Verschiedene Untersuchungswege führen zur Diagnose

Wird bei einem Neugeboren ein nicht im Hodensack befindlicher Hoden festgestellt, so liegt jedoch nicht sofort ein Handlungsbedarf vor. In den ersten 6 Lebensmonaten kann ein fehlgelegener Hoden nämlich noch von sich aus in seine korrekte Lage in den Hodensack „hinabsteigen“; nach dem ersten Lebenshalbjahr ist dies allerdings selten.
Die richtige Einschätzung einer Hodenfehllage ist nicht immer eindeutig und erfordert viel Erfahrung. Insbesondere die Frage, ob ein Hoden tastbar (in der Leiste), oder nicht tastbar (Bauchhoden) oder unter Umständen überhaupt nicht vorhanden ist, stellt selbst erfahrene Ärzte vor eine große Herausforderung. Auch die Unterscheidung von Sonderformen des Hodenhochstandes, nämlich eines Gleithodens (Operation erforderlich) von einem Pendelhoden (keine Operation, sondern Beobachtung notwendig), ist mitunter schwierig. Gelegentlich kann für die Einschätzung des Befundes eine Ultraschalluntersuchung der Leiste Klärung verschaffen.
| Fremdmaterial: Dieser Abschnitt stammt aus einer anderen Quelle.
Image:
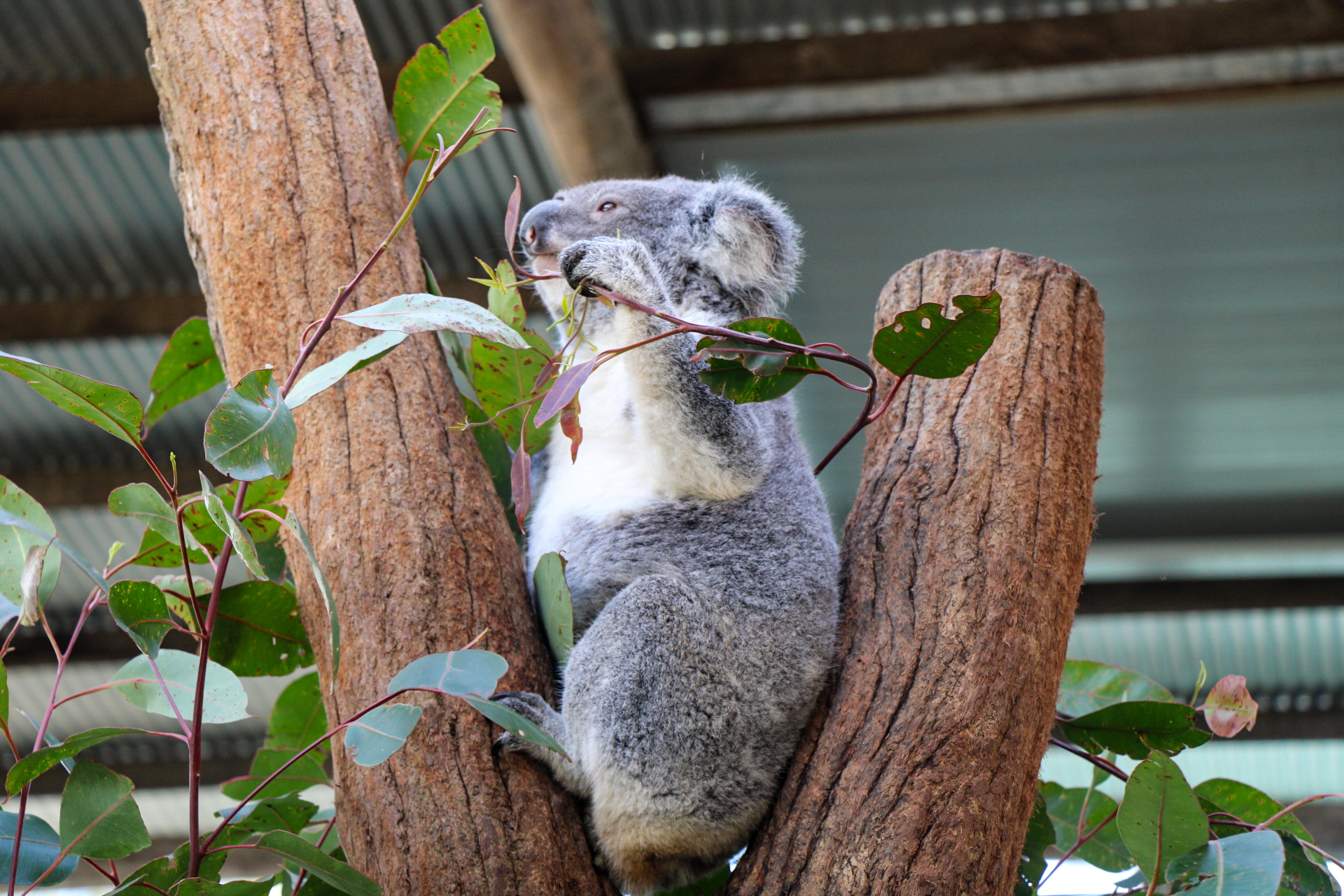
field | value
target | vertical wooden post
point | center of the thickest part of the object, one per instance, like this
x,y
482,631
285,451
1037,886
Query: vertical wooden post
x,y
574,86
962,555
288,176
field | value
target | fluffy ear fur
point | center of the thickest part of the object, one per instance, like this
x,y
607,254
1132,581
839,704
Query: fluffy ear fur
x,y
749,244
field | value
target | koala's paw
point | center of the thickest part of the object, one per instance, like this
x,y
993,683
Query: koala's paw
x,y
533,708
619,265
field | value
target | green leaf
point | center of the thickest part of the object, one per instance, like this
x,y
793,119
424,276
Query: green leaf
x,y
440,96
187,367
924,343
141,612
99,816
244,546
1105,849
1249,805
1041,834
381,732
555,603
251,434
707,886
1160,817
225,699
734,378
258,630
504,377
109,407
41,761
458,672
38,848
299,718
1088,687
276,813
1242,865
323,378
1138,727
298,528
332,871
305,773
15,542
421,314
514,723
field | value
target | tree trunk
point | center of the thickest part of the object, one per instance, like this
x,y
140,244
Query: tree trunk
x,y
286,171
962,561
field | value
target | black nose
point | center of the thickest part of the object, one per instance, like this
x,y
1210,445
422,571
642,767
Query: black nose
x,y
537,225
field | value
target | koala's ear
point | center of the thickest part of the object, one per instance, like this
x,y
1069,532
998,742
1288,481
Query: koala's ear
x,y
749,241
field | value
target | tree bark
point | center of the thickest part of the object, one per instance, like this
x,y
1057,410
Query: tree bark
x,y
286,171
962,562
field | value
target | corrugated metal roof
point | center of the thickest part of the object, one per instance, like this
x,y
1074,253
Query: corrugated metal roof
x,y
92,214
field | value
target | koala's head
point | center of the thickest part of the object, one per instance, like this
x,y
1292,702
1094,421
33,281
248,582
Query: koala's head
x,y
724,248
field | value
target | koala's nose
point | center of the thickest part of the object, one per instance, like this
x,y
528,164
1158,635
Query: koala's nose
x,y
537,225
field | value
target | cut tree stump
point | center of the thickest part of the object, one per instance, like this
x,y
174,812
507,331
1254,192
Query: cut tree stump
x,y
962,562
289,179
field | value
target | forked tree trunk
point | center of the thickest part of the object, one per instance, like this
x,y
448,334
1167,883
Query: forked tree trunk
x,y
962,556
286,167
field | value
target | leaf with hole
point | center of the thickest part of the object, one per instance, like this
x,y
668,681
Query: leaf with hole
x,y
1243,865
39,846
19,516
457,673
225,699
555,605
109,407
440,94
41,761
99,816
1088,687
334,371
251,434
1136,727
743,372
187,367
258,630
925,343
141,612
332,871
1160,817
379,732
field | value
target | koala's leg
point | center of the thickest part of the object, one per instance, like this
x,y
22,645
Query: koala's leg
x,y
539,713
708,447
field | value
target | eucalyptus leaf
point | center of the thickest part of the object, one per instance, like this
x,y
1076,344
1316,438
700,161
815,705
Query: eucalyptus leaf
x,y
99,816
323,378
225,699
440,96
422,312
23,524
251,434
925,343
109,407
379,732
1160,817
141,612
187,367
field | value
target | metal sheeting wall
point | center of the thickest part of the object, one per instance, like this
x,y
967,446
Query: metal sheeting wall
x,y
1211,230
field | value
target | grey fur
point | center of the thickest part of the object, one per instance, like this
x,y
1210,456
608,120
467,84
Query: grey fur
x,y
705,614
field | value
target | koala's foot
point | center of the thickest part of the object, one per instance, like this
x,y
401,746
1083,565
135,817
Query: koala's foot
x,y
619,265
539,713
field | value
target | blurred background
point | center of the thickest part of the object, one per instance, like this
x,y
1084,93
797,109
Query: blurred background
x,y
1186,158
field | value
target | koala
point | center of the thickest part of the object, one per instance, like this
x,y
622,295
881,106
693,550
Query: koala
x,y
701,556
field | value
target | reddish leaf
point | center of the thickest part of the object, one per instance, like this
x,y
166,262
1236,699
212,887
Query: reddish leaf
x,y
1228,707
565,390
571,429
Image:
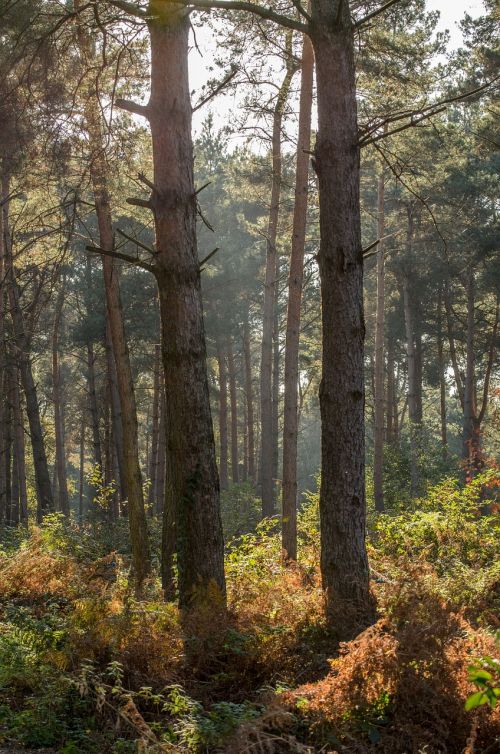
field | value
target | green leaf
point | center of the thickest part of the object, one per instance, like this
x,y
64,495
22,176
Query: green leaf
x,y
475,700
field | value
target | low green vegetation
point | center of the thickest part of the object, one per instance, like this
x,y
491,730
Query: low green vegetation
x,y
85,667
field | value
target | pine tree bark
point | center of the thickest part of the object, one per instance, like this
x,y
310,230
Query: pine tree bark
x,y
295,281
471,438
63,498
442,378
93,407
268,312
250,419
379,391
45,500
155,428
344,562
223,424
116,416
141,561
414,413
20,448
235,475
193,482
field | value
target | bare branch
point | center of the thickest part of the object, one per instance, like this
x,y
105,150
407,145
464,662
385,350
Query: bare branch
x,y
205,185
147,182
132,107
124,257
136,241
130,8
369,16
257,10
209,256
412,123
489,365
217,89
140,202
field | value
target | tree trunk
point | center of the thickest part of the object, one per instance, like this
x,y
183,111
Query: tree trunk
x,y
194,482
235,476
7,448
116,415
161,471
141,562
412,363
223,427
442,378
378,453
471,439
62,481
44,488
295,280
20,451
392,418
344,562
154,457
250,420
93,407
270,285
81,471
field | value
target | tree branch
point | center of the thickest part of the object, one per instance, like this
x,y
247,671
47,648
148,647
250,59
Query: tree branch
x,y
431,109
209,256
217,89
136,241
139,202
374,13
130,8
489,366
124,257
132,107
257,10
413,122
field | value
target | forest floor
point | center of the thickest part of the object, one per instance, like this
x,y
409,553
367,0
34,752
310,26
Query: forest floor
x,y
85,668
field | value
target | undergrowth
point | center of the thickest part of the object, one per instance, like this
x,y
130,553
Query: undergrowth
x,y
85,667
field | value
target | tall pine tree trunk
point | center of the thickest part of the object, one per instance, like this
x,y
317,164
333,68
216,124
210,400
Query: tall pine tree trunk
x,y
193,480
141,563
379,392
442,376
295,280
267,446
344,562
250,420
20,450
235,476
155,428
45,498
62,482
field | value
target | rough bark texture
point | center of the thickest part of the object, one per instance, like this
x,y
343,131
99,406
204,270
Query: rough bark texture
x,y
45,500
344,563
155,421
19,446
268,312
412,360
379,392
235,475
223,428
141,563
471,436
442,377
295,279
191,447
116,416
250,420
62,482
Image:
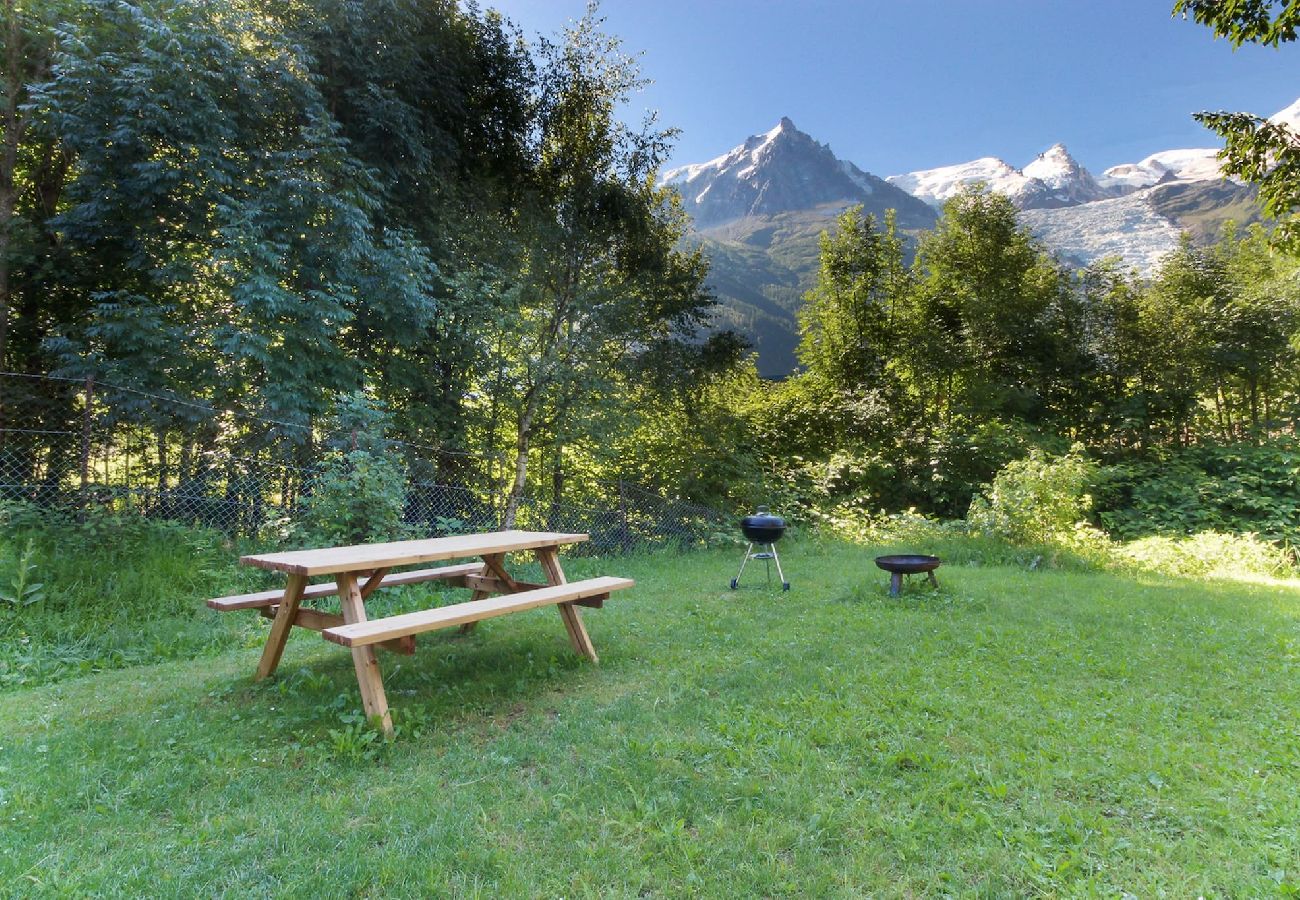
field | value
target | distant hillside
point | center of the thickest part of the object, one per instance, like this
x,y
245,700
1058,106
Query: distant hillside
x,y
759,211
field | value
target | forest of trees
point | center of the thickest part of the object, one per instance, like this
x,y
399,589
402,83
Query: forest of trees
x,y
263,207
922,381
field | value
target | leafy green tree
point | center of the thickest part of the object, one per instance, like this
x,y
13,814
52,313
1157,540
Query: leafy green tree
x,y
978,327
846,325
602,285
1264,152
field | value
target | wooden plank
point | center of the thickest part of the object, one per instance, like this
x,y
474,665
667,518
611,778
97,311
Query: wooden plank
x,y
475,610
329,561
280,628
308,618
572,619
368,676
489,584
454,575
319,621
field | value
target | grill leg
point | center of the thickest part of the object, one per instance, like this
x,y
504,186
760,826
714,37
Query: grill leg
x,y
736,580
785,585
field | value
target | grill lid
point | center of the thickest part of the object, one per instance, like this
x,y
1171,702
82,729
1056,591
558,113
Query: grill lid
x,y
762,527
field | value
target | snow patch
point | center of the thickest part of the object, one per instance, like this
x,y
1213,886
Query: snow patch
x,y
1125,226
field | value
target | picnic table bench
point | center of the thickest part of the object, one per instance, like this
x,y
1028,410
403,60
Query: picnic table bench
x,y
359,571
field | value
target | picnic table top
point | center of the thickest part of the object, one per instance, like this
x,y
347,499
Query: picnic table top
x,y
326,561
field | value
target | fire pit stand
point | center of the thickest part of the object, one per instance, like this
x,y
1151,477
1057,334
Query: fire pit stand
x,y
909,563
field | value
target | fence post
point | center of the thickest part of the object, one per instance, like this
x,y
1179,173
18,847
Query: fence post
x,y
85,455
624,537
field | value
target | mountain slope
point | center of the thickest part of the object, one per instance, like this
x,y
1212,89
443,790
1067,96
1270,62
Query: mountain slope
x,y
759,212
784,171
1052,180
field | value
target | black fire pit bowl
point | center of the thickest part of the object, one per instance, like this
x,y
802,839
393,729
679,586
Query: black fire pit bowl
x,y
908,563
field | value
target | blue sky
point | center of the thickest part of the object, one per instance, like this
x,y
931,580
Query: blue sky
x,y
911,85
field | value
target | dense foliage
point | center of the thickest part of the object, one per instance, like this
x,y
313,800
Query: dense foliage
x,y
260,206
924,381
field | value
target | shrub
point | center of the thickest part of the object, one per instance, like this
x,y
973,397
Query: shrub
x,y
1236,488
360,492
1036,500
1204,554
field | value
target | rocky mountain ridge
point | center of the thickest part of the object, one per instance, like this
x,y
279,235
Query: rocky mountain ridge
x,y
759,211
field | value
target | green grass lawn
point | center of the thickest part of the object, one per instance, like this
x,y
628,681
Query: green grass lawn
x,y
1015,732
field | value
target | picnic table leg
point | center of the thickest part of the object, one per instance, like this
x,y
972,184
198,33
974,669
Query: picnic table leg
x,y
281,626
368,678
581,641
469,626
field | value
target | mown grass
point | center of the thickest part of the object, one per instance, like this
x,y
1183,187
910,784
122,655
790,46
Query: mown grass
x,y
1014,732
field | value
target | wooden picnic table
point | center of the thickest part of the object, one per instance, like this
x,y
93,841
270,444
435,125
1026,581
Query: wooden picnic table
x,y
360,570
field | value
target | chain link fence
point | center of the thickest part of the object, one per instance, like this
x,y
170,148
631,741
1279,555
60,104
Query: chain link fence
x,y
81,446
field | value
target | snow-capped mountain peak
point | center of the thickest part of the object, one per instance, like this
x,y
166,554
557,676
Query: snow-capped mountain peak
x,y
1053,167
1290,116
778,171
1053,178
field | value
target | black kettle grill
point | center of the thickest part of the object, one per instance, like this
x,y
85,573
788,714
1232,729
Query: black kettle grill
x,y
762,528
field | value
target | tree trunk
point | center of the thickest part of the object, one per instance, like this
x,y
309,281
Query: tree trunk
x,y
557,487
8,168
523,437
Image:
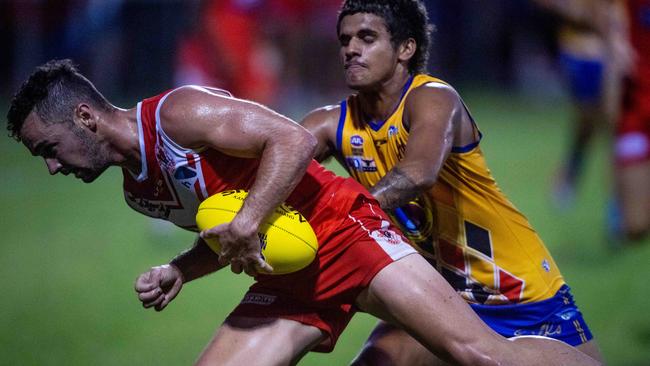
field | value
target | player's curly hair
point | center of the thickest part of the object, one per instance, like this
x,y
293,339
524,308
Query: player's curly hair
x,y
53,90
404,19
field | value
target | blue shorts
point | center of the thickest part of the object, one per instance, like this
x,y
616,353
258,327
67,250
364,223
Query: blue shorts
x,y
557,317
585,77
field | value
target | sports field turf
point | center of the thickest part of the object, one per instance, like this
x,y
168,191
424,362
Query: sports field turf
x,y
70,254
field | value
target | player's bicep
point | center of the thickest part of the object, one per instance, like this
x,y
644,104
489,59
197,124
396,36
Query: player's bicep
x,y
432,113
322,124
196,118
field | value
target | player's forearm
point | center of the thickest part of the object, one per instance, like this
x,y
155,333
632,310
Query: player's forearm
x,y
283,164
196,262
396,189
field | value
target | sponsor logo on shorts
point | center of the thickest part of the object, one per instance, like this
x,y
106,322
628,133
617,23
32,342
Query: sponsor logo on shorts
x,y
356,140
546,330
546,265
258,299
386,236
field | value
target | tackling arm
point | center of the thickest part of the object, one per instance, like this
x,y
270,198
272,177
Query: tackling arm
x,y
322,123
195,117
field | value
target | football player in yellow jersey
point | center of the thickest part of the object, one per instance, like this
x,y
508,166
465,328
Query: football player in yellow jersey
x,y
594,55
409,138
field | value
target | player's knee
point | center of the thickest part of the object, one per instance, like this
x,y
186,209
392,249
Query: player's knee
x,y
371,356
467,353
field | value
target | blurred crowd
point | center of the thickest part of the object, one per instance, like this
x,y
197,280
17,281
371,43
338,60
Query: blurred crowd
x,y
279,52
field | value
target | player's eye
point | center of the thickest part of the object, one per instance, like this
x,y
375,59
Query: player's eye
x,y
49,151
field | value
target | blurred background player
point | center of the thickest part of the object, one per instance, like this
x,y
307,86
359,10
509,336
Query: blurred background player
x,y
632,146
409,138
593,55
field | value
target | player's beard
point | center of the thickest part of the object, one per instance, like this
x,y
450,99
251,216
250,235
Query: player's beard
x,y
98,157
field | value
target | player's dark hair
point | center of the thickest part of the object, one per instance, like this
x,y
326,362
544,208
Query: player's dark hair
x,y
404,19
53,91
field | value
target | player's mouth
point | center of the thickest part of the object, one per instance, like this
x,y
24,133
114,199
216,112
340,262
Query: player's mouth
x,y
354,65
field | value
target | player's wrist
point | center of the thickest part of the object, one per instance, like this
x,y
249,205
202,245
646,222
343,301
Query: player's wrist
x,y
176,269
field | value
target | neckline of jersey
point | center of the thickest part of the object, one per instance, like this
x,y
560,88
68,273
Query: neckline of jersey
x,y
376,126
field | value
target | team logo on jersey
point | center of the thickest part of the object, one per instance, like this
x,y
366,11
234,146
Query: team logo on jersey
x,y
258,299
361,164
385,235
186,176
546,265
356,140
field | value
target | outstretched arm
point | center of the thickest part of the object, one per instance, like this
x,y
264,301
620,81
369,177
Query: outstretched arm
x,y
159,285
195,117
433,114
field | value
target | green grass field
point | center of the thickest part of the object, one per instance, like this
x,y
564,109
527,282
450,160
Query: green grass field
x,y
70,254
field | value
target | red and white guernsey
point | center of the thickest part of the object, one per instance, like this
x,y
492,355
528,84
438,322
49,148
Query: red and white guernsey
x,y
174,180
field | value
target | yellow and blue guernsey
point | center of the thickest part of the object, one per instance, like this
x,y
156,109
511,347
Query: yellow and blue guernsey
x,y
465,226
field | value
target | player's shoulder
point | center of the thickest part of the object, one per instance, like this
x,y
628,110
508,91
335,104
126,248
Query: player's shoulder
x,y
434,92
189,98
325,119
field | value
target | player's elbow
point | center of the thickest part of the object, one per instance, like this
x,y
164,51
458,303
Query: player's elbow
x,y
308,142
466,353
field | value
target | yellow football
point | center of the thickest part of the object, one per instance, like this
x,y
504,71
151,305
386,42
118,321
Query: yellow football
x,y
287,240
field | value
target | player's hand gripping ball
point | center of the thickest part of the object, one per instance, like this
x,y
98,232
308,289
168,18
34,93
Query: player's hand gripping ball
x,y
287,240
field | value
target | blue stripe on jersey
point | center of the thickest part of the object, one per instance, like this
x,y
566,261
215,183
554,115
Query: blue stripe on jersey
x,y
339,131
468,147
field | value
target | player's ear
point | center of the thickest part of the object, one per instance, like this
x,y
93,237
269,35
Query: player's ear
x,y
85,116
407,49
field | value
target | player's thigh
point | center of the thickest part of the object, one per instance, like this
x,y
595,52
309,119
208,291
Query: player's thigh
x,y
391,346
259,341
555,351
591,349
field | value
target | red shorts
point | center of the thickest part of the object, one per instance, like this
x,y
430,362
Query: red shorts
x,y
633,132
323,294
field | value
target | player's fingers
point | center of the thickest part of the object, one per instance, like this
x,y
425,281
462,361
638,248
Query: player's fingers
x,y
154,302
149,296
224,258
263,266
146,282
250,269
213,232
171,294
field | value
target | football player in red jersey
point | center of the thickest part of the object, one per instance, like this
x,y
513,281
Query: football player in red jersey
x,y
180,147
632,145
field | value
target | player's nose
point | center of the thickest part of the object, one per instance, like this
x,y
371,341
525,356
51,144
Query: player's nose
x,y
53,166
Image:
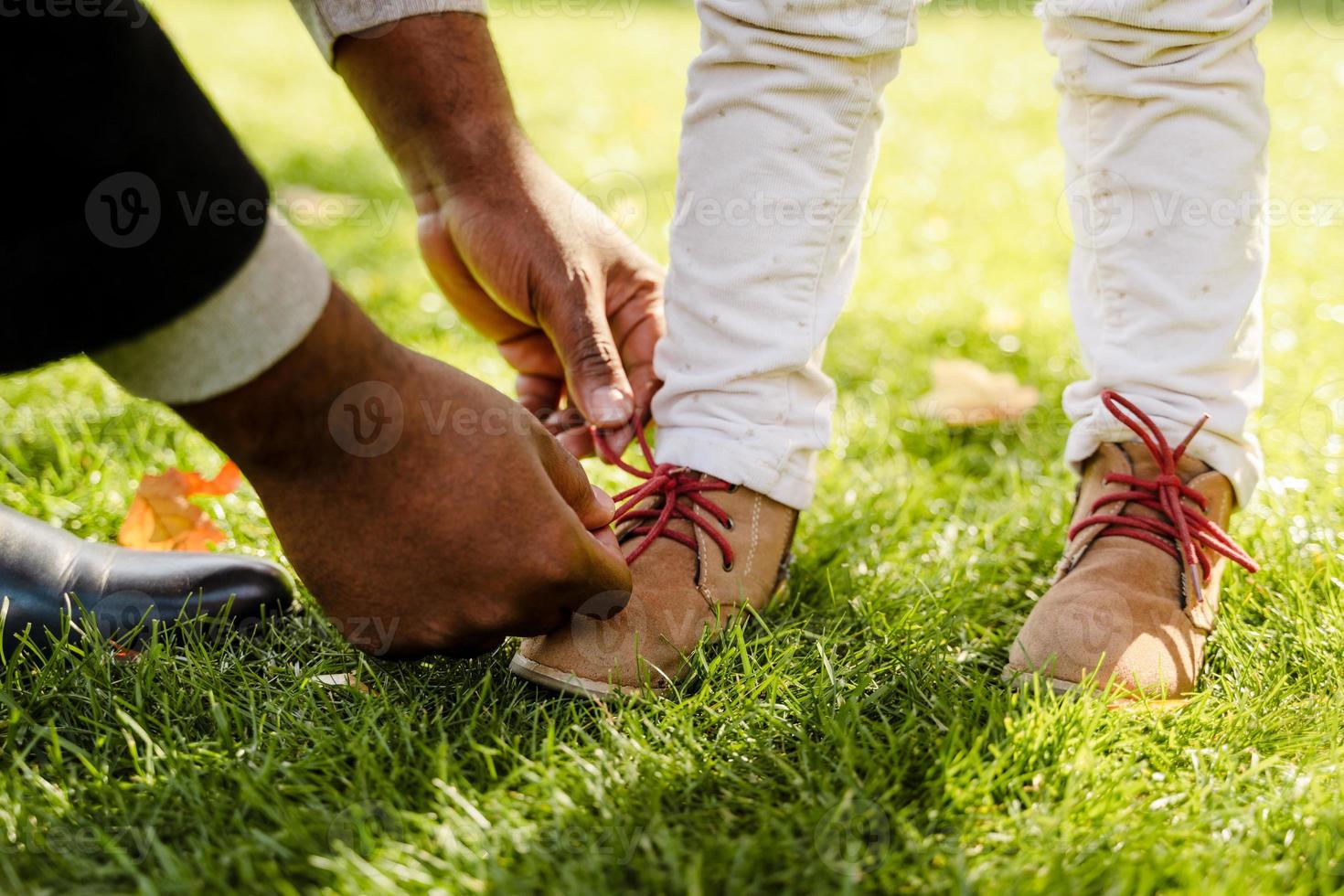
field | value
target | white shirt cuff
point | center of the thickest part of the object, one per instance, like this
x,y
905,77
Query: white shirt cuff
x,y
329,19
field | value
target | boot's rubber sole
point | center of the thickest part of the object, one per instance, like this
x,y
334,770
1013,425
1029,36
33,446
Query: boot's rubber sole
x,y
571,683
568,681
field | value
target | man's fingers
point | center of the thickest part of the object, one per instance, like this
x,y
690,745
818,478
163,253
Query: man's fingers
x,y
582,337
577,441
606,583
592,504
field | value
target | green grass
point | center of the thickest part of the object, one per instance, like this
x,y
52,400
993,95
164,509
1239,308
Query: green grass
x,y
854,739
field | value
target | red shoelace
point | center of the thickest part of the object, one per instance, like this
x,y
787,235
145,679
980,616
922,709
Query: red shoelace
x,y
1186,534
683,493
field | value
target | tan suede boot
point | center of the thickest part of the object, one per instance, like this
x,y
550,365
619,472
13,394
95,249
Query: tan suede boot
x,y
700,549
1136,592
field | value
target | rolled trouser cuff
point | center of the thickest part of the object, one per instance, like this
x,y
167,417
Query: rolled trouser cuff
x,y
791,481
261,314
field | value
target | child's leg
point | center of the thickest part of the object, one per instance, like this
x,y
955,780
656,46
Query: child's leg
x,y
1164,126
1164,123
778,144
Eine so genannte Magnetresonanztomographie sollte heutzutage jedoch nicht mehr durchgeführt werden, da die diagnostische Genauigkeit dieser Methode nach heutigem Kenntnisstand nicht ausreicht, um eine sichere Diagnose zu stellen. Ist ein Hoden weder tastbar, noch mittels Ultraschall eindeutig zu lokalisieren, so sollte eine Spiegelung des hinteren Bauchraumes mit einem Miniaturinstrument erfolgen (so genannte „Laparoskopie“). Hierdurch stellt der Arzt mit nahezu 100% Sicherheit die korrekte Diagnose und so kann im Falle eines Bauchhodens die Fehllage in gleicher Sitzung behandelt werden.

Die richtige Behandlung

Liegt ein in der Leiste tastbarer Hoden vor, so ist das sicherste Verfahren eine operative Lagekorrektur von einem kleinen Leistenschnitt aus (in der Fachsprache als „Orchidopexie“ bezeichnet). Mit Zurückhaltung bewerte ich eine Hormontherapie mit Substanzen, die zu einer vorübergehenden Testosteronausschüttung beim Kind führen, um so eine Lagekorrektur und/oder eine Verbesserung der Samenzellreifung herbeizuführen. Nebenwirkungen, eine nur geringe Lagekorrektur (höchstens 20%) und mögliche Schäden am Hodengewebe sind bei der Anwendung einer Hormontherapie zu berücksichtigen.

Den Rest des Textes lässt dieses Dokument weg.